Posted in security, f5, availability, silva, dnssec, management, DoS attack, malware, dns, cache poisoning by psilva on August 20th, 2013

DNS is one of the primary technologies enabling the Internet – translating the names people type into a browser into an IP address so the requested service can be found on the internet. It is one of the key elements in the network that delivers content and applications to the user.  If DNS goes down, most web applications will fail to function properly so it is critical to have a strong, secure and scalable DNS infrastructure.

A bunch of recent DNS outages show that while protecting the application from the typical SQLi, XSS and other OWASP Top 10 related risks is important, if DNS is not answering, those application hacks do not really matter since no one can get to the site anyway.

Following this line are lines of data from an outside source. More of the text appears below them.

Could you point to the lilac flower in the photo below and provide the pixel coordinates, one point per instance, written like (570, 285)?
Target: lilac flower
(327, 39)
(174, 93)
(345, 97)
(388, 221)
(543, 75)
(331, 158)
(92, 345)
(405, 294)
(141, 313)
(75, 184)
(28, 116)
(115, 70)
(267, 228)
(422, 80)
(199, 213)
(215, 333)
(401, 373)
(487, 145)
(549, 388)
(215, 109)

This month, 3 Dutch web hosting companies had their name servers altered by attackers.  They, according to articles, changed the various company's name servers to malicious servers hosted by the crooks.  They apparently managed to break into the national domain registrar, SIDN, to make the malicious change along with setting the Time to Live value to 24 hours.  This meant that any ISP that cached the bad information would continue to deliver the wrong address for the next day.  Among others, a large Dutch electronic retailer had to take down a bunch of servers that were delivering malware due to the breach but thousands of domains were affected.

This past June, the popular business social network LinkedIn was offline for at least a half a day due to a DNS issue.  The company claims that this was not due to criminal behavior but internal human error.  Somehow the main home page was redirected to a domain parking page which indicated the name was up for sale.

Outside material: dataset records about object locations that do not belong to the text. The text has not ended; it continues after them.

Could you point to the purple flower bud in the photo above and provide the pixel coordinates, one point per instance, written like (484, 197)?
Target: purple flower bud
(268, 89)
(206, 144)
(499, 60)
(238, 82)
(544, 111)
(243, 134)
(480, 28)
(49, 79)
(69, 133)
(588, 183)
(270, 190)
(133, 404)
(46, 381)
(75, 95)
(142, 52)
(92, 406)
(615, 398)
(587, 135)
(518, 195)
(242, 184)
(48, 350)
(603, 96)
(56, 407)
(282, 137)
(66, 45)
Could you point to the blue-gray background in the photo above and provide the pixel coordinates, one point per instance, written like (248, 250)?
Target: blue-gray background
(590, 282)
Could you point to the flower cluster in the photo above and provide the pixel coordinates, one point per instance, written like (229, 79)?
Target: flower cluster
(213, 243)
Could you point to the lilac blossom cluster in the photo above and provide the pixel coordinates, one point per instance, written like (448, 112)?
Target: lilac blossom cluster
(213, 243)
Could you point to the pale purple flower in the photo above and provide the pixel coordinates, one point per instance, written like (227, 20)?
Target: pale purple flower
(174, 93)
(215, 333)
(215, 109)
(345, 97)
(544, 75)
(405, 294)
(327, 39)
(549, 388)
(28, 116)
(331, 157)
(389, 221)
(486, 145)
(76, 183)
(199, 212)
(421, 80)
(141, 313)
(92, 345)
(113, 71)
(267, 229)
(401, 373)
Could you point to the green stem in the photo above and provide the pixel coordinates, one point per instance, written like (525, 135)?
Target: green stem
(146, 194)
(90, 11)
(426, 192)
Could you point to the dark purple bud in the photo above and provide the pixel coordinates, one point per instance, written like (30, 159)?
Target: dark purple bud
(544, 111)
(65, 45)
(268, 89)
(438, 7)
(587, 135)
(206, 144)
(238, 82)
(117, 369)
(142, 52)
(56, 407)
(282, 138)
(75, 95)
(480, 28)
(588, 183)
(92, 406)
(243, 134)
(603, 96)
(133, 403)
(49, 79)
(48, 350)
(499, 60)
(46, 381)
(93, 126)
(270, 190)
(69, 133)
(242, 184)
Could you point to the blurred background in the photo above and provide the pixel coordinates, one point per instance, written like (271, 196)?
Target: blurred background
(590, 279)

Also in June, DNSimple detected a DNS Amplification Attack on their network.  This is where an attacker attempts to use additional servers to 'amplify' the attack - small queries that turn into huge responses.  Instead of allowing the bounce, DNSimple tried to absorb the attack by blocking some IP addresses but ultimately at some point, all the name servers were no longer responding.  All hands to respond.  In their incident report, they noted that their current DNS server implementation allowed ANY queries on UDP to pass through and attempted to respond to them, albeit with the TC (truncation) bit set. In addition, the overhead created by their ALIAS resolution system was also a factor, especially with ALIAS records pointing to other records within DNSimple.  With some adjustments they hope to mitigate this from happening again.

There were a few others of note, In June, Network Solutions had its DNS servers hijacked and reconfigured to a malicious website after it botched efforts to thwart a DDoS attack.  The Spamhaus Project was nailed by a DNS DDoS attack.  And last week, a reported vulnerability in the BIND DNS software could give an attacker the ability to easily and reliably control queried name servers.

We rely on DNS for almost every interaction we have with web applications.  It helps us find our favorite e-tailer, social network, travel, news, gaming or entertainment site along with potentially finding our work related resources when we are mobile.  For organizations, it helps direct and bring people to your content.  Without it, our letter managed mind would have to start remembering a bunch of numbers.  Imagine how much you'd use the internet if you had to remember dozens of number combinations to do anything.  I bet the growth, the internet of everything, would come to a screeching halt.